The Honda representative ran through a brief presentation of all of the safety features Honda includes in its vehicles.  One of the features Honda includes with every vehicle is a 15 year unconditional seat belt replacement.  If, for any reason, your seat belt needs to be replaced in your Honda vehicle, they’ll do it as long as it’s within the time frame.  Honda and Acura owners can also read owner’s manuals online.  Honda owners can click here: www.ahm-ownerlink.comAcura owners can click here: www.owners.acura.com.

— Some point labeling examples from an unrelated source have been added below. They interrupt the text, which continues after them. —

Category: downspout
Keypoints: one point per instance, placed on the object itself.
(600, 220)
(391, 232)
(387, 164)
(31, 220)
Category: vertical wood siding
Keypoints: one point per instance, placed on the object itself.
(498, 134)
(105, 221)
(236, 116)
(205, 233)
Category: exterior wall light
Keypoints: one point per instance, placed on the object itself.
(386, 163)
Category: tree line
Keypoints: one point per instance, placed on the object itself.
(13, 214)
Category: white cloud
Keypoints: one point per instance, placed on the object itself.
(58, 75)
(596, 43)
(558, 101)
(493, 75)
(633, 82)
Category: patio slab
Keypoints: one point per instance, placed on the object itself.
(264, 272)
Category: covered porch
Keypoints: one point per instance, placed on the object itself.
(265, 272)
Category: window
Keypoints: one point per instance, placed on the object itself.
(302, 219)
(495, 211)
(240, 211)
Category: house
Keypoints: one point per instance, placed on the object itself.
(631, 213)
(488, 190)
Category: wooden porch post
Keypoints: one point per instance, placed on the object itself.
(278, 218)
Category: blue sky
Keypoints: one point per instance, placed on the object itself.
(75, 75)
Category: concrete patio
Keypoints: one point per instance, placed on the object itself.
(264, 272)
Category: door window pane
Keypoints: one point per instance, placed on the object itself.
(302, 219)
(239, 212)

One topic the Honda rep did mention is the use of nonstandard spacing inboard LATCH anchors for the center seating position.  Honda is firm in its policy that this must NOT be done in their vehicles.  The rep said that the way they’ve interpreted FMVSS 225 (that’s the standard that governs LATCH in vehicles for those of you scratching your heads) is that for there to be lower LATCH anchors in the center seating position, there must be a separate set of anchors there, properly spaced 280mm apart.  They’ve discussed it with NHTSA and this is what their understanding is.  The 2009 Pilot and Ridgeline have LATCH 3-across (the Pilot has 4 LATCH positions).

Through SafetyBeltSafe USA, a non-profit organization dedicated to child passenger safety, Toyota offers a great top tether anchor retrofit program for any pre-2001 Toyota or Lexus that can be retrofitted with tether anchors.  For a mere $5 donation per tether anchor, you can have a Toyota dealer retrofit a tether anchor for you.  That’s a steal when you compare that you can buy the part for around $15 in the parts department or pay close to $50 for the service department to install it.  Please see Darren’s entry for more information on this fabulous program.

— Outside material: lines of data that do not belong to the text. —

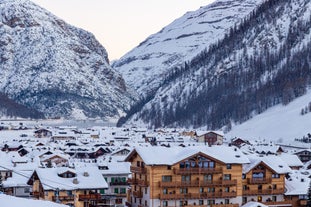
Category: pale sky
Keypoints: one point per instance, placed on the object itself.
(120, 25)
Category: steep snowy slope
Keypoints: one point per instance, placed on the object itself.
(261, 62)
(145, 67)
(279, 123)
(54, 67)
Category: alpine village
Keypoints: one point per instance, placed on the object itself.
(211, 111)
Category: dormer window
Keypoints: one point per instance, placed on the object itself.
(67, 174)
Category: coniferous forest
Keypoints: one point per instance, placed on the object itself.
(254, 67)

My last session was The Challenges of Testing CRs to FMVSS 213 (that’s the standard that governs car seats).  Bill Forbes from Evenflo covered crash dynamics, dummies, and, of course, 213.  I liked the brief reminder of physics–it reminded me of high school science class (ah, as if all of high school science could have been condensed down into a 3 bullet slide on Newton’s laws . . .).  Anyway, nostalgia aside, the law we deal with the most is Newton’s 2nd: F=ma or, more simply put, Force = weight x speed.  I use this formula all the time. 

There isn’t a checkup event where I don’t teach it to a parent.  I taught my 8 yr old son the equation the other day when there was an airplane on the news that had hit a bird while flying.  I’m not sure it applied exactly, but he got the idea why there was so much damage done to the plane.

Why is the 30 mph crash test required by 213 a decent test?  It’s so slow.  It’s not real world.  Cars move much faster in real life.  I drive 45 mph on the street . . . I drive 65 mph on the freeway.  Well, you’re right.  This test isn’t real world–it’s better.  The 30 mph crash pulse is greater than 98% of all crashes.  It’s a very stiff test.  How does it relate?

It’s like driving:
30 mph into a concrete bridge barrier or a
60 mph rear impact or a
30 mph head-on impact between 2 vehicles of the same size

Another point Bill made regarding 213 vs. the real world is that the vehicle belt on the test sled must be tensioned at 12-15 lbs.  I’m not sure how they measure that, but he said it’s not CPS tight, lol.  Surely not guitar string-twanging tight.

As an aside, an audience member if Evenflo does side impact testing and how many crash tests it takes to get a product to market.  Evenflo does do side impact testing and depending on the product, it can take 60 crash tests to certify or “validate” a seat before it hits the market.